Es ist kein Geheimnis, dass einerseits die Grenze zwischen Massenliteratur und intellektueller Literatur verwischt wird und andererseits das Genre eines großen Romans fest zurückgekehrt ist. Es scheint weniger Zeit zum Lesen zu geben, und dicke Bücher sind immer noch beliebt. Warum ist das so?
Ich würde sagen, dass die Liebe zu interessanten und faszinierenden Geschichten nicht aufhört. Und diese Geschichten können sehr unterschiedlich sein - auch wenn die neuen Franzen, obwohl der Papierhorror von Mark Danilevsky, The House of Leaves. Über Danilevsky haben wir gerade Material bekommen - im Zentrum der Handlung eine geheimnisvolle Geschichte, die im Film festgehalten wurde, eine separate Geschichte über die Person, die diesen Film gefunden und kommentiert hat, und die dritte Geschichte über die Person, die einen Kommentar zu dem Manuskript gefunden hat.
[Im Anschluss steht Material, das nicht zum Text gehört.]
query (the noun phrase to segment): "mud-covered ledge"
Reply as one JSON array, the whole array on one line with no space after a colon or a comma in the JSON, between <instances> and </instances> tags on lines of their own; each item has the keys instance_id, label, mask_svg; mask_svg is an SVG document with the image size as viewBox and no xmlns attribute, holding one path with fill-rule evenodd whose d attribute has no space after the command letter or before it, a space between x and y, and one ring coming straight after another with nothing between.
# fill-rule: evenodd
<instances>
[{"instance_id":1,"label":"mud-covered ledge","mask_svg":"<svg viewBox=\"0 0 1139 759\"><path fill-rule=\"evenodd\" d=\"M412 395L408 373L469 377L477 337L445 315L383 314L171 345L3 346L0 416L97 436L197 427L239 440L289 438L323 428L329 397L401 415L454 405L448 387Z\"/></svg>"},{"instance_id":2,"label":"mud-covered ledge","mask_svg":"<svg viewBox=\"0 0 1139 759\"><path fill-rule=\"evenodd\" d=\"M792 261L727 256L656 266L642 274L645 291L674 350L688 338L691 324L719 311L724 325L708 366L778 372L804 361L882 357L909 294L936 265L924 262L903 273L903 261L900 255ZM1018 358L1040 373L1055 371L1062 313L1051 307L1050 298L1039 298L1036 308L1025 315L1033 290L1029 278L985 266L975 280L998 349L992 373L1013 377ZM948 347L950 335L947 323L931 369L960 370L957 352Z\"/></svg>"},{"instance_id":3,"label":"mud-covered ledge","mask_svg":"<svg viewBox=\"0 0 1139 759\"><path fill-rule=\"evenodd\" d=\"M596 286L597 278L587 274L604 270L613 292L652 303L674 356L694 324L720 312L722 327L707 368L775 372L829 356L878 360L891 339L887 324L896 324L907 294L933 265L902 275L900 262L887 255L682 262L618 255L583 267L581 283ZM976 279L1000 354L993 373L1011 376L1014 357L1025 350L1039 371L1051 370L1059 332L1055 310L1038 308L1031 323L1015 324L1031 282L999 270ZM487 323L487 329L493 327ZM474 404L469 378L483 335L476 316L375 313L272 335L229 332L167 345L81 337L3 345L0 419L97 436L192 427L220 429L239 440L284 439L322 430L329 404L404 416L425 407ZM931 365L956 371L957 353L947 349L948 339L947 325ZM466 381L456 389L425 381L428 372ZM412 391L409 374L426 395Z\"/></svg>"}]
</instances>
Neben dem triumphalen Post-Postmodernismus und allerlei literarischen Anspielungen ist es auch nur ein aufregender Thriller - wie ein Film nur auf dem Papier, bei dem die wichtigsten Techniken darin bestehen, Schriftarten zu ändern, fremde Elemente einzufügen und so weiter. Und das ist ein großartiger Bestseller für all das. Die Sehnsucht der Menschen nach langen, faszinierenden Geschichten ist also kaum nirgends. Was jetzt schlimmer geworden ist, sind die Geschichten. Ich denke, dass die Geschichten im Kampf um Aufmerksamkeit Facebook verlieren, und die Romane gewinnen auf Kosten der großen Welt, die sie schaffen.
Ein weiterer interessanter Punkt: Obwohl der Tod von Papierbüchern seit vielen Jahren vorhergesagt wurde, scheint ihre Auslöschung noch immer niedriger zu sein als die der globalen Erwärmung. Was liest du Bücher und was denkst du über die Zukunft der Papierversion?
Ich lese meistens auf dem Kindle, weil es immer in meine Handtasche passt, aber das Buch passt nicht alle und nicht immer. Aber im Allgemeinen denke ich, dass mit Papierbüchern lange nichts Schlimmes passieren wird. Tatsächlich möchten wir uns am wenigsten einer Sache widersetzen - natürlich möchten wir auf der Website natürlich zuerst über Bücher als Werke sprechen und nicht über materielle Objekte. Die Hauptsache ist das Lesen, und in welchem Format ist es bereits eine Frage der persönlichen Entscheidung. Wir lieben Bücher in jeder Form: auf Papier und in elektronischer Form und sogar als Parfüm mit dem Geruch von Druckfarbe. Das ist aber ein Spoiler.